Türkiye içindeki en büyük potansiyelin turizm sektöründe olabileceğine işaret eden Zosel, bu potansiyeli, 16-19 Eylül’de İstanbul’a gelerek Türkiye pazarının potansiyelini ve kanunen gerekli işlemler hakkında bilgi alıp sektörün önde gelenleriyle buluştuklarında fark ettiklerini söyledi. Turizm bölgelerinde hava trafiğinin fazla olmaması ile Volocopter’in çevre tanıtımlarında ve gezilerde kullanılabileceğini söyleyen Zosel, “Ayrıca doğa tahribatının sıfır olması ve sessiz çalışma özelliği ile Volocopter, bu tip bölgeler için de en büyük avantaj” dedi. 

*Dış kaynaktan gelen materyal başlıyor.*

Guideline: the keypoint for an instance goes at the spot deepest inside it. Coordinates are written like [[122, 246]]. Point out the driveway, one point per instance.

Volocopterin Türkiye pazarina 2016 nin ortasina dogru girecegini belirten Zosel, uzun vadede ise öncelikle şehiriçi ve şehirler arası ulaşım için 12 kişilik Volocepter’in navigasyon sayesinde belirlenecek hava koridorları ile pilotsuz uçuşlar gerçekleştirebilmesini planladıklarını sözlerine ekledi.  Zosel, bu aracın kullanılması için de çok basit uçuş dersleri ile uçuş ehliyetinin bir-iki hafta içinde alınabileceğini belirtti.